Czyli Damian jak zajeżdżam pod dystrybutor i sam wlewam paliwo - jestem z automatu złodziejem ?
Nie naginajmy rzeczywistości...
Ot i wszystko...
Odnośnik do komentarza
Udostępnij na innych stronach

Nekroarcheolodzy (tacy co świadomie rozkopują 1500-tne cmentarzysko) i pseudokonserwatorzy (ci co nadzorują niszczenie polskich zabytków) to fachowcy. Oni wiedza gdzie znikają fanty z wykopalisk opłacanych z pieniędzy społecznych lub prywatnych. Jak jakieś fanty lądują poza tym światkiem (półświatkiem) to jest wina watahy szabrowników". Proste sprawdzenie prywatnych domów dyplomowanych archeologów wykazałoby kto kreuje:łodziejstwo, brak wyczucia, niszczenie historii lokalnej".
Odnośnik do komentarza
Udostępnij na innych stronach

vonbromberg odpowiem Ci na przykładzie kolegi krecika. Zakładając, że jesteś młody czy tankując paliwo i słysząc: panie , ilu gówniarzy za darmo tankuje to byś pan się zdziwił..." oburzyłbyś się i bronił niepewne towarzystwo jednocześnie wymyślając obsługę czy nazwałbyś rzeczy po imieniu. Wśród każdej grupy zawodowej są tak zwane parapety, które w swoich szarych komórkach mają zakodowane pewne dysfunkcje umysłowe skierowane przeciwko komuś i czemuś. Można tu wymienić " przykładów tego typu nagonki. Przyzwoity poszukiwacz mam tu na myśli i nie tylko ziemny, powinien odcinać się od tego typu zachowań. Praca służb mających za zadanie ochronę dziedzictwa oraz przepisy prawa to odrębna sprawa.

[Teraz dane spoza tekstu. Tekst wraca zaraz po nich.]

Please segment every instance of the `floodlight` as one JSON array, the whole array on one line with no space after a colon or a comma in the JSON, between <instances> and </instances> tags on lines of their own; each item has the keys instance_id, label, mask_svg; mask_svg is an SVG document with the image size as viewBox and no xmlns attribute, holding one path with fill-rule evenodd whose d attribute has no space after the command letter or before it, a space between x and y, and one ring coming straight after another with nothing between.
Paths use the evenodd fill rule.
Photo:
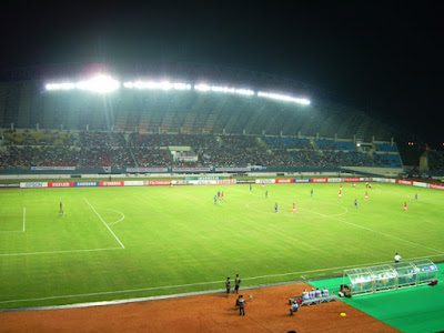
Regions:
<instances>
[{"instance_id":1,"label":"floodlight","mask_svg":"<svg viewBox=\"0 0 444 333\"><path fill-rule=\"evenodd\" d=\"M211 90L211 87L208 84L194 84L194 90L209 91Z\"/></svg>"},{"instance_id":2,"label":"floodlight","mask_svg":"<svg viewBox=\"0 0 444 333\"><path fill-rule=\"evenodd\" d=\"M263 97L263 98L273 99L273 100L295 102L295 103L305 104L305 105L310 104L310 101L307 99L294 98L294 97L291 97L287 94L259 91L258 95Z\"/></svg>"},{"instance_id":3,"label":"floodlight","mask_svg":"<svg viewBox=\"0 0 444 333\"><path fill-rule=\"evenodd\" d=\"M191 84L186 83L171 83L169 81L135 81L135 82L124 82L124 88L129 89L159 89L159 90L190 90Z\"/></svg>"},{"instance_id":4,"label":"floodlight","mask_svg":"<svg viewBox=\"0 0 444 333\"><path fill-rule=\"evenodd\" d=\"M47 90L70 90L74 89L74 83L63 82L63 83L48 83L44 85Z\"/></svg>"},{"instance_id":5,"label":"floodlight","mask_svg":"<svg viewBox=\"0 0 444 333\"><path fill-rule=\"evenodd\" d=\"M100 93L114 91L120 87L120 83L108 75L97 75L88 81L81 81L75 84L80 90L90 90Z\"/></svg>"}]
</instances>

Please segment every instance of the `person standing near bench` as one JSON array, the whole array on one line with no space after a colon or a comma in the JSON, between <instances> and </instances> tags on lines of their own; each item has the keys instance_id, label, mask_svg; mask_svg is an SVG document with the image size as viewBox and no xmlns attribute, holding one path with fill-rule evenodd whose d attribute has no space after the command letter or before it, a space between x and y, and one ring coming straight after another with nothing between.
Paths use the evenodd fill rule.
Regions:
<instances>
[{"instance_id":1,"label":"person standing near bench","mask_svg":"<svg viewBox=\"0 0 444 333\"><path fill-rule=\"evenodd\" d=\"M306 289L302 292L302 299L303 300L309 300L310 299L309 292L306 291Z\"/></svg>"},{"instance_id":2,"label":"person standing near bench","mask_svg":"<svg viewBox=\"0 0 444 333\"><path fill-rule=\"evenodd\" d=\"M233 293L236 293L236 294L239 293L239 286L241 285L241 282L242 282L241 278L239 278L239 274L236 274L236 278L234 280Z\"/></svg>"},{"instance_id":3,"label":"person standing near bench","mask_svg":"<svg viewBox=\"0 0 444 333\"><path fill-rule=\"evenodd\" d=\"M323 297L329 297L329 290L324 286L324 289L322 290L322 296Z\"/></svg>"},{"instance_id":4,"label":"person standing near bench","mask_svg":"<svg viewBox=\"0 0 444 333\"><path fill-rule=\"evenodd\" d=\"M230 290L231 290L231 281L230 281L230 278L226 278L225 287L226 287L226 297L228 297L228 296L230 296Z\"/></svg>"},{"instance_id":5,"label":"person standing near bench","mask_svg":"<svg viewBox=\"0 0 444 333\"><path fill-rule=\"evenodd\" d=\"M299 310L299 304L296 301L293 301L293 304L290 307L290 315L293 315L294 312L297 312Z\"/></svg>"},{"instance_id":6,"label":"person standing near bench","mask_svg":"<svg viewBox=\"0 0 444 333\"><path fill-rule=\"evenodd\" d=\"M245 315L245 300L243 295L240 295L238 301L239 301L239 315Z\"/></svg>"},{"instance_id":7,"label":"person standing near bench","mask_svg":"<svg viewBox=\"0 0 444 333\"><path fill-rule=\"evenodd\" d=\"M395 263L398 263L401 261L401 259L402 259L401 255L396 253L395 254Z\"/></svg>"}]
</instances>

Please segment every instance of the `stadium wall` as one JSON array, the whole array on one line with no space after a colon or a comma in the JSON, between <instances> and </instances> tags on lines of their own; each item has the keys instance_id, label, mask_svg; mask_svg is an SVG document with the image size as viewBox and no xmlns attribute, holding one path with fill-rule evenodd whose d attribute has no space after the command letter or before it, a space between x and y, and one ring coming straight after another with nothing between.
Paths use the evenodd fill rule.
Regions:
<instances>
[{"instance_id":1,"label":"stadium wall","mask_svg":"<svg viewBox=\"0 0 444 333\"><path fill-rule=\"evenodd\" d=\"M291 183L342 183L342 182L383 182L396 183L402 185L412 185L434 190L444 190L444 185L432 184L417 181L386 179L386 178L314 178L314 179L218 179L215 176L203 176L189 180L140 180L140 181L75 181L75 182L18 182L0 184L0 189L41 189L41 188L120 188L120 186L170 186L170 185L230 185L230 184L291 184Z\"/></svg>"}]
</instances>

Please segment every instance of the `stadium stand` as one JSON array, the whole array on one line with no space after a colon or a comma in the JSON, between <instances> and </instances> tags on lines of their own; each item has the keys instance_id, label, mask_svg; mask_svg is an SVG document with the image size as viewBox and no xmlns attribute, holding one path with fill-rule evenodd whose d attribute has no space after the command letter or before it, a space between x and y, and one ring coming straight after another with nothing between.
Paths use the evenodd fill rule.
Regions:
<instances>
[{"instance_id":1,"label":"stadium stand","mask_svg":"<svg viewBox=\"0 0 444 333\"><path fill-rule=\"evenodd\" d=\"M113 67L114 72L134 78L143 74L140 71L162 78L168 70L170 78L188 82L204 78L228 87L245 87L246 82L255 91L270 91L272 87L289 94L312 95L314 103L302 105L256 94L194 89L120 89L107 95L44 90L42 82L48 73L67 77L81 72L79 69L77 64L29 68L2 78L1 168L36 165L37 157L43 159L40 165L78 168L402 167L396 147L386 143L395 129L362 110L339 103L331 92L301 82L242 69L178 62ZM357 140L372 149L357 149ZM174 161L171 147L188 147L198 161ZM18 160L12 161L11 157Z\"/></svg>"}]
</instances>

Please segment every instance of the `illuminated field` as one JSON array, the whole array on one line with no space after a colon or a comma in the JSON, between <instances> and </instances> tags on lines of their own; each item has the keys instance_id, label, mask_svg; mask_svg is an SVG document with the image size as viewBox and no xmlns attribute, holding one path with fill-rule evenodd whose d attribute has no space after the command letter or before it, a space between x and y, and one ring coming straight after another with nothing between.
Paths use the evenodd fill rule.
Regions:
<instances>
[{"instance_id":1,"label":"illuminated field","mask_svg":"<svg viewBox=\"0 0 444 333\"><path fill-rule=\"evenodd\" d=\"M235 273L241 287L297 281L395 252L444 260L443 191L346 183L339 199L339 185L1 191L0 309L222 290Z\"/></svg>"}]
</instances>

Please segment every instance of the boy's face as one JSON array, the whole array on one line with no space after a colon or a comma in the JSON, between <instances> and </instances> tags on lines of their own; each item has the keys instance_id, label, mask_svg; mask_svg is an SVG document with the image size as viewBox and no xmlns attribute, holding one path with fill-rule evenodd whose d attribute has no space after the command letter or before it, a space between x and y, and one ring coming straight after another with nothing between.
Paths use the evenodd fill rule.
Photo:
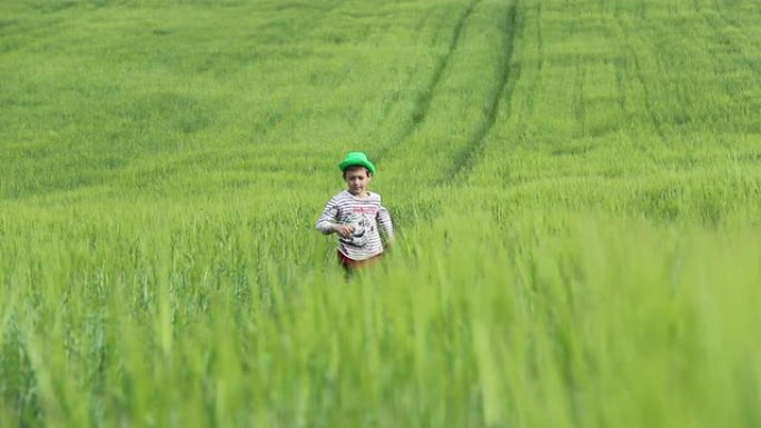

Swoją drogą bardzo ciekawe znalezisko i mam nadzieję, że znalazcy zostaną dostrzeżeni i odpowiednio ofiarowani z ministerialnej puli.
Odnośnik do komentarza
Udostępnij na innych stronach

Damian - odpowiem Ci - na przykładzie postu skierowanego do Vonbromberga...
Ja , mając nawet ...naście lat ( wspomnienie ) wściekłbym się gdyby sugestia była skierowana do mnie...
Nie można mierzyć wszystkich jedną miarą.
A może ja wykorzystuje wykrywacz do poszukiwań meteorytów ?
Co na to pani archeolog ? Może mnie cmoknąć - póki co jest to legalne...
Ale nie - watahy szabrowników" z wykrywaczami.
Czuje się obrażony - satysfakcji wymagać nie zamierzam , mniemając iż poziom merytoryczny pani archeolog znacznie odbiega od minimum...
P.S. Jak w bodajże Wielkiej wsypie" pułkownik MO powiedział : na górze debil , na dole debil..."
Odnośnik do komentarza
Udostępnij na innych stronach

Damian - od utrzymywanych przez podatników dyplomowanych archeo-konserwo wymagam tego samego co od archeologów amatorów. Jestem przekonany, ze stopień patologii zależny od odległości od zabytków. Kopacze maja z fantami kontakt sporadyczny, najczęściej sobotnio-niedzielno-wakacyjny. Tzw. profesjonaliści maja zabytki na co dzień w zasięgu rak. Skala możliwości zachowań nieetycznych jest większa po stronie konserwatorów i archeologów. I to pomimo liczebnej przewagi detektorystów. Po prostu przy korycie łatwiej się kradnie. Ten truizm sprawdza się wszędzie (m.in. w marketach, gdzie większość kradzieży organizują pracownicy, albo w rządzie) i tak samo jest u archeologów. A nagonka na kopaczy działa tak jak krzyki złodzieja z trefnym towarem za pazuchą wskazującego niewinnego i wołającego:-Łapać go to złodziej! Lepiej oczerniać innych, niż samemu bić się w piersi i przyznać do kolejnych afer z odziałem archeo-konserwo-muzeo-patologii.
Odnośnik do komentarza
Udostępnij na innych stronach

Kol. Damianie - przybysze " z nieba są jak najbardziej materialne ;) - chyba że chodzi o promieniowanie kosmiczne...to fakt , nawet z profesjonalnej siatki na motyle ( pończocha ) umykają. :)
Meteoryt ma swoją wage , gęstość , rozmiar itd...
Ale nie o tym...
Jeśli Kolega podjął się karkołomnego zadania obrony bzdur wyrażonych przez Panią archeolog - jestem do usług...
Pozdrawiam
Odnośnik do komentarza
Udostępnij na innych stronach

Zobacz nie jest tak źle można się i pośmiać :) http://archeolodzy.org/forum/300-letni-piercien-vt536.html
Władca pierścienie vel władtca móch"

Przejrzałem kilka przypadkowych wątków na ww forum. Królują wpisy studentów, młodych, zachłyśniętych wiedzą, zdobywców świata", bezgranicznie wierzących w to co usłyszeli na wykładzie.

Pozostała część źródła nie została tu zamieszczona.